L2 Support Engineer

Posted 5 Days Ago
Be an Early Applicant
Cambridge, MA, USA
In-Office
100K-140K Annually
Mid level
Artificial Intelligence • Software • Generative AI • Automation
The Role
Provide L2 support for an AI software platform: deploy/install into customer environments, triage and resolve issues across Kubernetes, cloud providers, networking, storage, and services; build runbooks, dashboards, and alerts; reproduce issues safely; write evidence-backed escalations and post-incident notes; participate in rotating on-call coverage aligned to US time zones.
Summary Generated by Built In

About Blitzy

Blitzy is a Cambridge, MA based AI software development platform on a mission to revolutionize the software development life cycle by autonomously building custom software to unlock the next industrial revolution. We're transforming how enterprises build software, turning enterprise requirements into production-ready code with an agentic software development platform that can autonomously execute 80% of the quantum of software development work. We're backed by multiple tier 1 investors, and have proven success as founders of previous start-ups.

Location: Cambridge, MA (On-site)

Compensation: $100,000 - $140,000 salary + equity

 

The Role

The role is to support our clients and ensure a stable environment across the full lifecycle: installation, ongoing upgrades, and day-to-day operation. The L2 Support Engineer works alongside L1 to triage and resolve issues, and escalates unresolved defects to engineering. It operates across Kubernetes, Docker, and the major cloud providers.

 

What Success Looks Like

  • Customers' issues are resolved faster and escalated cleaner.

  • Recurring problems turn into runbooks, dashboards, and alerts, not repeat tickets.

  • Engineering trusts your escalations because they come with proof, not guesses.

  • Customers trust your communication because it's clear, honest, and on time.

 

Areas of Ownership

  • Deploy and install the platform into customer environments, and troubleshoot installation issues.

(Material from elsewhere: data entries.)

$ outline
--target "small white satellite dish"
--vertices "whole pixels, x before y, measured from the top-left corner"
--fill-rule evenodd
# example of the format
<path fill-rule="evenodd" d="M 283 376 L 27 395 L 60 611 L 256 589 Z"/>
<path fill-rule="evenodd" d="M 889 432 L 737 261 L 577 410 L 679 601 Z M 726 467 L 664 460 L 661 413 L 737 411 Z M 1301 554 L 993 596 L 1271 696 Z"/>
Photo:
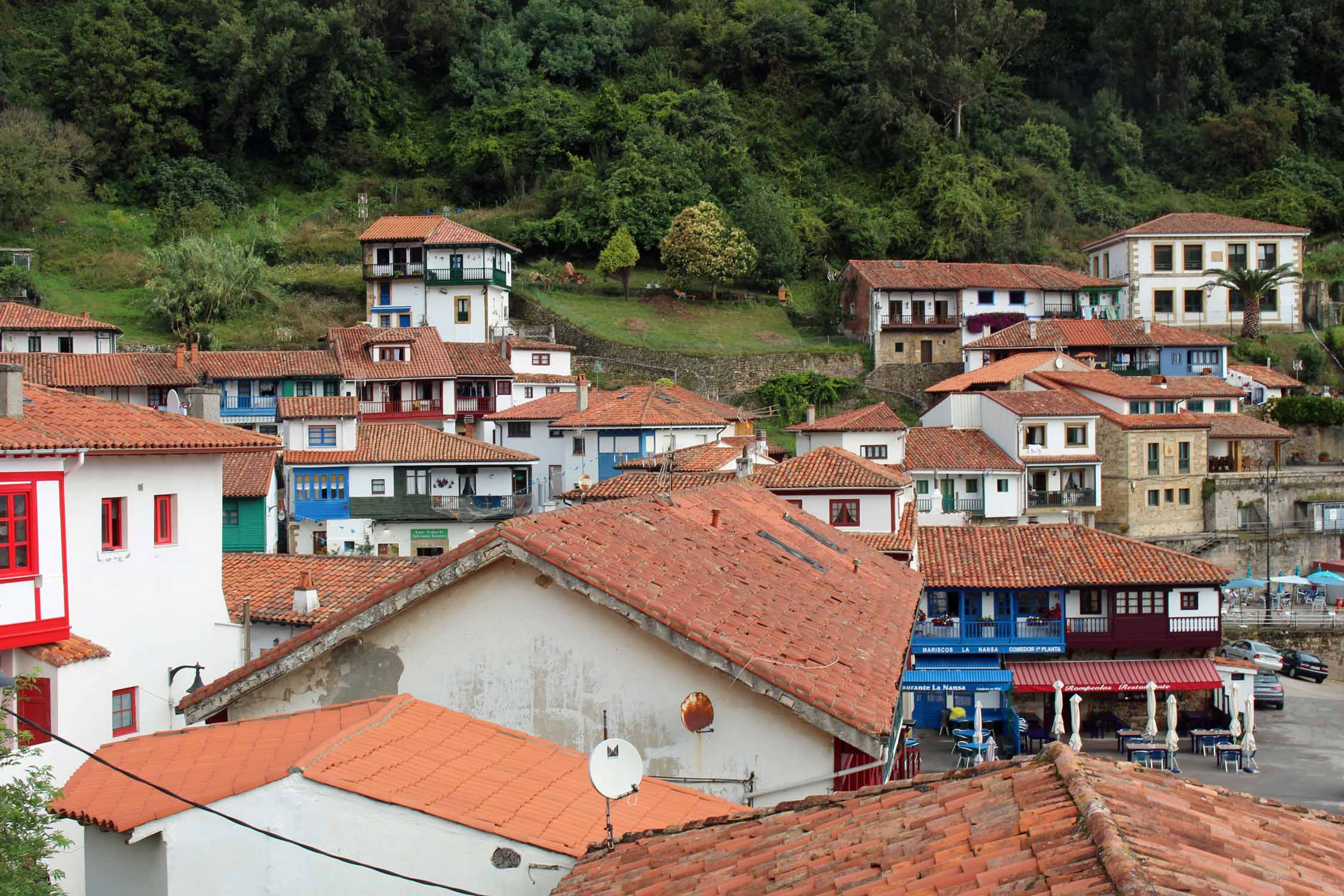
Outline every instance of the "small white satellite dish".
<path fill-rule="evenodd" d="M 640 789 L 644 759 L 629 740 L 603 740 L 589 754 L 589 780 L 607 799 L 629 797 Z"/>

  • Support ongoing upgrades and day-to-day operation, keeping customer environments stable.

  • Work alongside L1 to triage and resolve customer-reported issues, driving them to resolution or escalation.

  • Diagnose failures across the stack: compute, networking, storage, and the services running on it.

  • Reproduce issues safely against live (often multi-tenant) environments using read-only diagnostics first.

  • Build and maintain dashboards, monitors, and runbooks so recurring issues get faster to fix: or stop recurring.

  • Write up clear, evidence-backed escalations and post-incident notes.

  • Communicate status and resolution to customers clearly and on time.

 

Required Experience

  • Distributed-systems debugging. Reason about a request crossing multiple services, queues, and network hops, and isolate which hop failed. You debug by forming a hypothesis and confirming it with evidence (logs, pod state, queue depth, DB rows), not by guessing.

  • Kubernetes & Docker.

  • Major cloud providers: GCP, AWS, and Azure. Hands-on with at least one deeply and able to work across the others: managed Kubernetes (GKE/AKS), cloud logging, IAM/auth basics, and cloud disk/storage behavior.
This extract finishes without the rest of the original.